Jobs can be submitted through both the web interface and a REST API. The web interface provides a user-friendly way to define jobs and any jobs created here can be used as a template for the API interface. The API can be used for both CLI development and automating of job submission using any language. The built-in queue and scheduling system supports +100k jobs with minimal resource usage.
Workflows can be established using job dependencies that prevents jobs from being excuted until all dependencies have been resolved. To support complex workflows, containing hundreds of jobs, ByteRouter implements robust mechanisms for handling e.g. bad network connections and node failures. Support for common workflow systems, such as NextFlow and SnakeMake, is planned to allow users of these to seamlessly integrate with ByteRouter. Direct support for Slurm jobs is also planned as an interesting use case for ByteRouter is to connect to a Slurm cluster and then setup additional compute nodes outside of the cluster to handle e.g. peak load or adding special hardware capabilities such as GPUs for AI training.
Definition of a job using a job template which is modified. Storage tags are used to download 2 files from a local NAS storage. The 2 files are concatenated and the result is uploaded to a S3 bucket at Backblaze.
Finally, the job log is inspected.
Software Distribution and Containerization
ByteRouter was built to leverage modern containerization of applications. Containers such as Docker and Apptainer makes it easy to deploy applications with all dependencies on nodes at scale and manage pipeline versioning. However, containerization is optional and ByteRouter can also be used with nodes that are provisioned manually or using e.g. Ansible or Terraform. To simplify the use of containers, ByteRouter implements a versioned container image repository that can be used to automatically distribute images to nodes as needed without having to worry about credentials and pull limits for public container repositories.
ByteRouter implements tags for referring to containers in the container image store. When a container tag is used in a job script, the container is automatically download as part of the job initialization. A container image cache is automatically setup on each node to minimize network traffic and speed up execution.
Since ByteRouter only use containers to distribute the software needed by jobs, the container orchestration mechanism is much simpler than e.g. K8s and Nomad as such tools were designed for providing high-availability web-services which is much more complex.
Example of a 6 step workflow using containerized applications for both CPU and GPU nodes. The workflow is submitted through the REST API using a simple python script.

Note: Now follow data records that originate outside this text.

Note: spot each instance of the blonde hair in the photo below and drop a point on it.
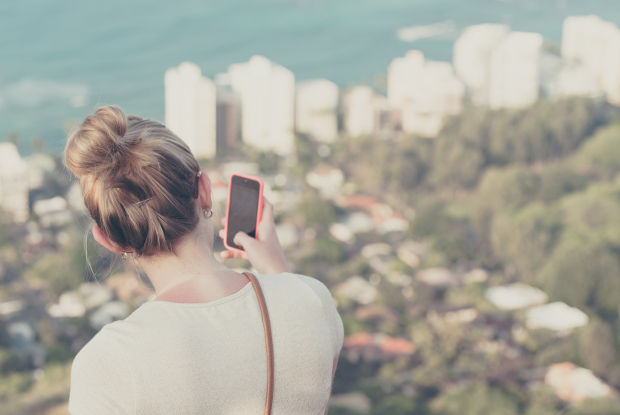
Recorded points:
(139, 180)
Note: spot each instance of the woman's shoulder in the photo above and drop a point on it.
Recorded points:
(288, 280)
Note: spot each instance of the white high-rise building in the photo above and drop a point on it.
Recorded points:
(423, 93)
(267, 95)
(595, 43)
(360, 112)
(516, 70)
(191, 108)
(472, 58)
(316, 109)
(13, 183)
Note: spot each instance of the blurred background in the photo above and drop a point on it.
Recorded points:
(449, 169)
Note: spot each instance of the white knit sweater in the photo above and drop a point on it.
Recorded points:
(209, 358)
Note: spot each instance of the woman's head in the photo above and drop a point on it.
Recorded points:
(139, 180)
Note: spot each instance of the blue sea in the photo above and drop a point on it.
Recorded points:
(61, 59)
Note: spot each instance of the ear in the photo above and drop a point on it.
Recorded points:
(104, 241)
(204, 192)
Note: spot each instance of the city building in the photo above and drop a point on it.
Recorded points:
(574, 384)
(472, 58)
(557, 316)
(227, 114)
(515, 296)
(515, 70)
(360, 111)
(423, 92)
(191, 108)
(595, 43)
(316, 109)
(13, 183)
(266, 94)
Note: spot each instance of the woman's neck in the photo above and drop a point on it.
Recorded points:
(193, 258)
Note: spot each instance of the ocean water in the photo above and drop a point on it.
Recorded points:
(61, 59)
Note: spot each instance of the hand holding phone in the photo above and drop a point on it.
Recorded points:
(244, 210)
(264, 251)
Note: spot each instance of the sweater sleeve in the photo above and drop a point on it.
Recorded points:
(101, 379)
(331, 312)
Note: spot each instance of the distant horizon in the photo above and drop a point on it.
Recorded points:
(52, 76)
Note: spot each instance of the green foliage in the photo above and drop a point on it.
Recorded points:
(268, 162)
(477, 399)
(524, 239)
(316, 212)
(400, 405)
(450, 233)
(601, 153)
(604, 406)
(597, 347)
(583, 273)
(509, 188)
(456, 163)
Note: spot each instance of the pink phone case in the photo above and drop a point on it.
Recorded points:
(259, 210)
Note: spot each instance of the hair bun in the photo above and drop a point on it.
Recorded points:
(98, 142)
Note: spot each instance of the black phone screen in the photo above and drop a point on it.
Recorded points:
(242, 208)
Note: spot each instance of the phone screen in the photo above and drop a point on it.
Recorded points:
(242, 208)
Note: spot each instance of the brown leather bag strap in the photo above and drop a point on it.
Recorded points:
(268, 340)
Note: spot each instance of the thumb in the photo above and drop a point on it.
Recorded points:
(243, 239)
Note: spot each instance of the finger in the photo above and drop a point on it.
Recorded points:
(243, 239)
(267, 210)
(233, 254)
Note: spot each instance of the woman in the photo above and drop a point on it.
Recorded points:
(198, 347)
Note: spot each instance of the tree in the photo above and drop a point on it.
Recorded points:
(597, 347)
(525, 239)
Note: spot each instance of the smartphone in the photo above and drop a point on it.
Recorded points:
(245, 208)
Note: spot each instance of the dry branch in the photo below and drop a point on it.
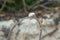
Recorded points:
(3, 5)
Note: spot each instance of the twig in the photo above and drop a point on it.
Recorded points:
(3, 5)
(50, 33)
(24, 5)
(40, 28)
(10, 32)
(38, 1)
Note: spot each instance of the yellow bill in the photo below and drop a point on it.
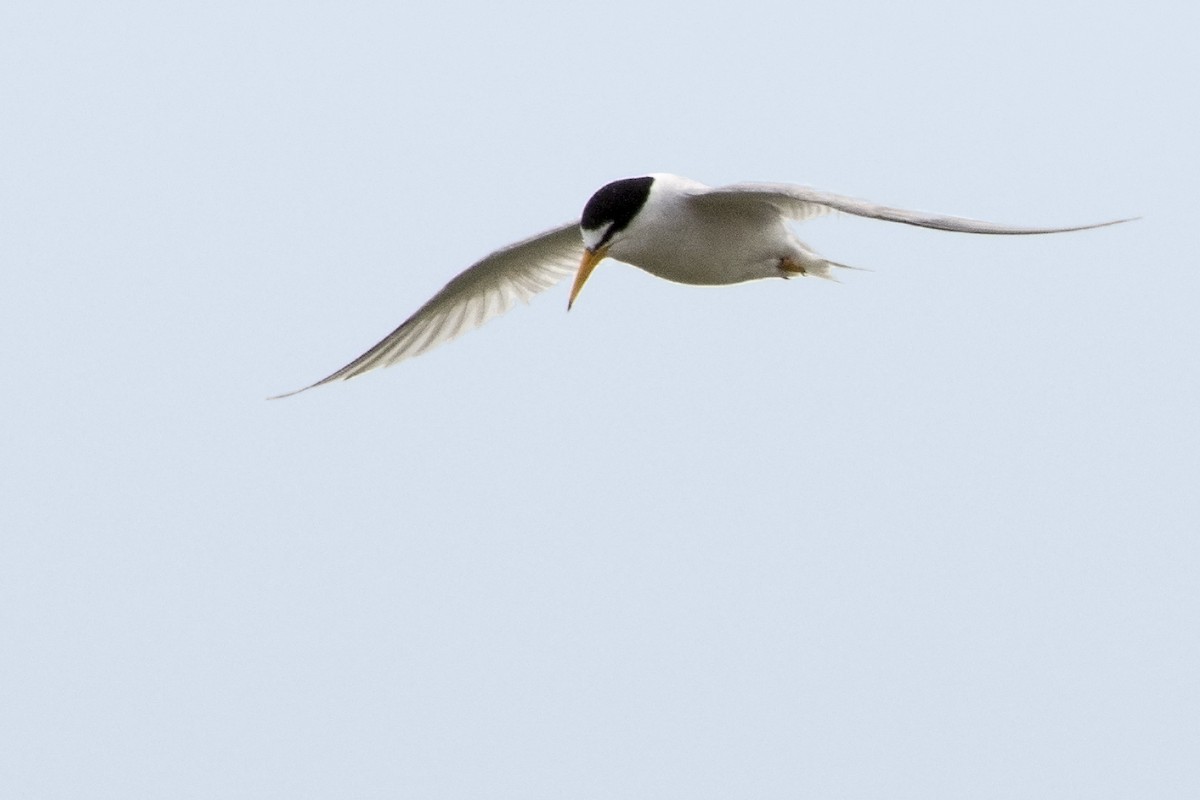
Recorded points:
(591, 258)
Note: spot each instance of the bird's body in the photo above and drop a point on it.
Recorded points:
(671, 227)
(706, 242)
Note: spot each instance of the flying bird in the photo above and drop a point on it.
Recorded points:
(671, 227)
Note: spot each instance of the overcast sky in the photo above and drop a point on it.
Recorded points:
(928, 533)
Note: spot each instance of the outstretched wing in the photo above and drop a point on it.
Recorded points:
(483, 290)
(803, 203)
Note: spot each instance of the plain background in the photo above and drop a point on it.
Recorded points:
(929, 533)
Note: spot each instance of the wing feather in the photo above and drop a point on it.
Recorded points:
(803, 203)
(483, 290)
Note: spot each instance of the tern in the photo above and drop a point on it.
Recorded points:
(669, 226)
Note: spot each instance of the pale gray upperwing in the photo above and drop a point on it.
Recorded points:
(479, 293)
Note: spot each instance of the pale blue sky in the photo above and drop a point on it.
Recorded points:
(930, 533)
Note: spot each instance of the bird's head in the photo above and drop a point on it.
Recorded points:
(605, 222)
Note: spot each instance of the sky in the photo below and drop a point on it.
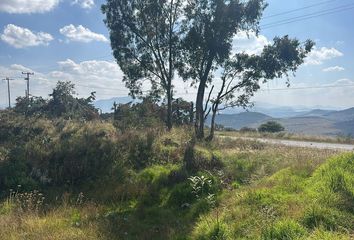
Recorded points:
(67, 40)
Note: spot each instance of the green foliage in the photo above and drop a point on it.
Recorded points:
(284, 230)
(211, 230)
(61, 104)
(319, 217)
(333, 183)
(146, 114)
(156, 175)
(271, 127)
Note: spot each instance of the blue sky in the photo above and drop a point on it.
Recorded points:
(67, 40)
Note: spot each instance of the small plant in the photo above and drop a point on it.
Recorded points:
(28, 201)
(284, 230)
(200, 185)
(75, 218)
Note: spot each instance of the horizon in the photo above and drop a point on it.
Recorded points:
(68, 41)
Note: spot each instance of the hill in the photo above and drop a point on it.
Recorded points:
(315, 122)
(317, 113)
(240, 120)
(341, 116)
(106, 104)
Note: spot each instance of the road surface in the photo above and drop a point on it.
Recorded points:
(306, 144)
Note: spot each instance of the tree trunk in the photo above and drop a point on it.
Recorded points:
(212, 126)
(199, 121)
(169, 110)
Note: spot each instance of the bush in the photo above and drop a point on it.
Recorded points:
(316, 217)
(248, 129)
(211, 230)
(284, 230)
(333, 182)
(271, 127)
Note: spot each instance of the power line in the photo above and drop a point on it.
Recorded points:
(298, 9)
(310, 87)
(8, 89)
(27, 79)
(308, 16)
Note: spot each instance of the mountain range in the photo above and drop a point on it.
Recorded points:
(314, 122)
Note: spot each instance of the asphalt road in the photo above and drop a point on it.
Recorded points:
(305, 144)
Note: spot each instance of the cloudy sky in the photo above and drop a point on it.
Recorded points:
(67, 40)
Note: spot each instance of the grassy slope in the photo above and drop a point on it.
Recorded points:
(290, 136)
(261, 192)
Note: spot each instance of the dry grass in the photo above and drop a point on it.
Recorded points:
(290, 136)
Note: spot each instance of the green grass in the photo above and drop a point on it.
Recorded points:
(242, 190)
(290, 136)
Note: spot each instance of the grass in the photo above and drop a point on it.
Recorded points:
(290, 136)
(240, 189)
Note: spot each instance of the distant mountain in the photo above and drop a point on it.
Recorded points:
(317, 113)
(315, 122)
(106, 104)
(341, 116)
(240, 120)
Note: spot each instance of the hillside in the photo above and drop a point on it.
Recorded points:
(315, 122)
(240, 120)
(79, 180)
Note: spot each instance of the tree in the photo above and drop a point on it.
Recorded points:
(271, 127)
(242, 75)
(144, 39)
(62, 103)
(209, 27)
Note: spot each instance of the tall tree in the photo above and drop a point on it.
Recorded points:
(144, 37)
(209, 27)
(242, 75)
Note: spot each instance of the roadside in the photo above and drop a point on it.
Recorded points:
(296, 143)
(289, 136)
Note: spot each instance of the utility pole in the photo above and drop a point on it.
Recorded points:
(27, 79)
(8, 89)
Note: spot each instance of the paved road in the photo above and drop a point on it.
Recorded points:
(294, 143)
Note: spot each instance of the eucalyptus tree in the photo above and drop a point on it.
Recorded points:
(243, 74)
(145, 35)
(209, 27)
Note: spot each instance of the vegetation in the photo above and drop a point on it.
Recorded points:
(155, 40)
(74, 179)
(253, 133)
(271, 127)
(67, 172)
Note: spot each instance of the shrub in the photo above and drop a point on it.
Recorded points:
(320, 217)
(284, 230)
(248, 129)
(271, 127)
(211, 230)
(333, 182)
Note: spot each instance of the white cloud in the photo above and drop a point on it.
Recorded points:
(310, 94)
(27, 6)
(249, 43)
(343, 81)
(334, 69)
(19, 37)
(319, 55)
(81, 34)
(104, 77)
(86, 4)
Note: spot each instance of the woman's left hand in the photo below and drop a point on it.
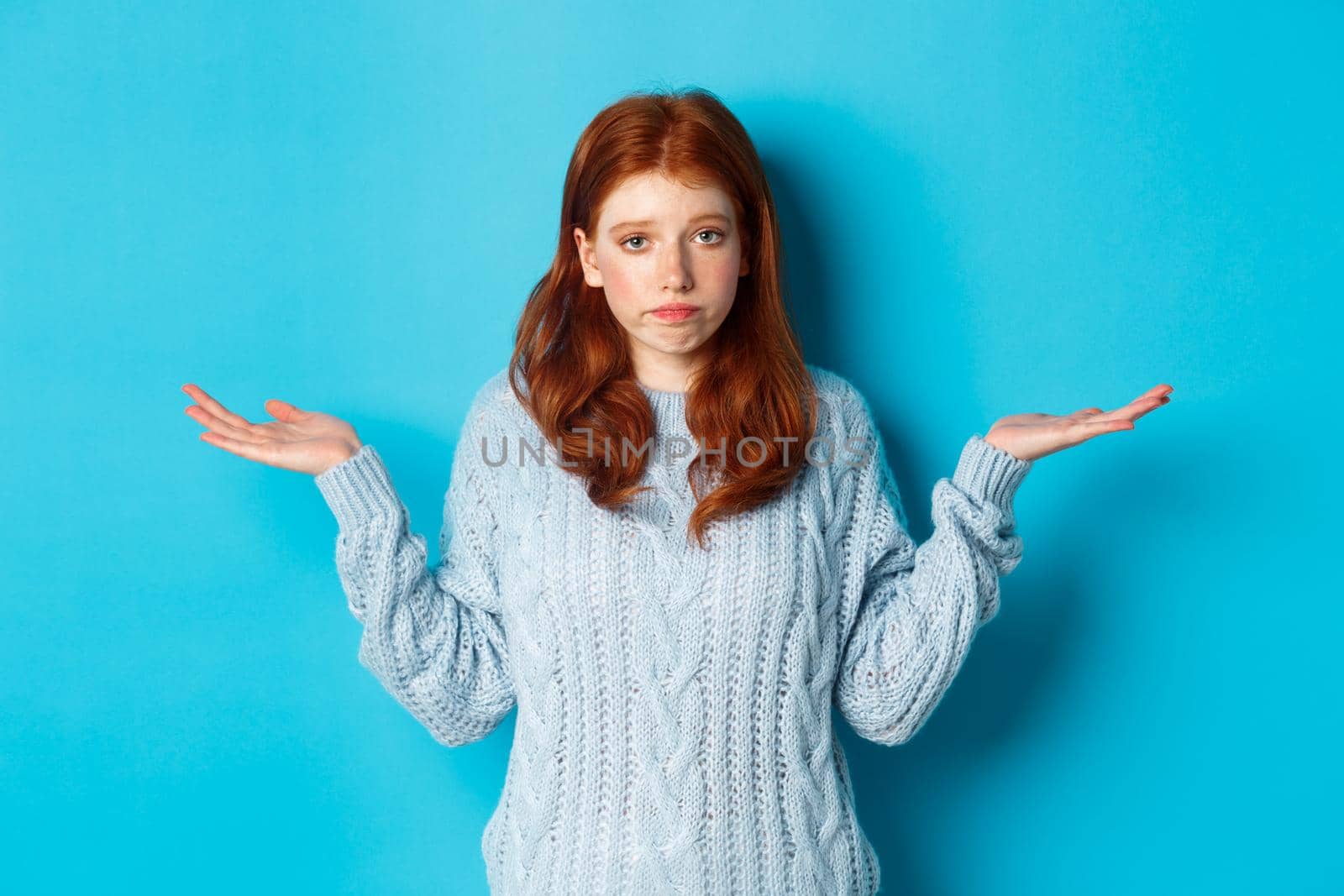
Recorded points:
(1032, 436)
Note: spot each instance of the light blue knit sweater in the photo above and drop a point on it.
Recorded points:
(674, 705)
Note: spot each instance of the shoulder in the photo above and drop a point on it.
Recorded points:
(495, 406)
(843, 406)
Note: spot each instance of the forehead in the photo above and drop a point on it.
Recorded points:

The job monitoring show the status of dependencies.
User Management
ByteRouter provides an integrated role-based user-management module which is fully compatible with the standard Linux user management system. Connected resources (nodes and storage) can be assigned to users in a fine-grained manner as needed. The user management system also includes a secure key-store that manages e.g. ssh keys and API secrets and ensures that authenticated users can access to connected resources using key-based authentication without having to worry about key management.
Example of user management in ByteRouter. Connecting a storage service to a user
Deployment
ByteRouter can be deployed using containers that store data in a file-backed database. This simple deployment model ensures that the system can be easily deployed on any hardware. More advanced deployment models are planned such as "high-availability" mode with fast failover and "cluster deployment" where multiple ByteRouter instances on possible different locations, can be accessed through a unified interface.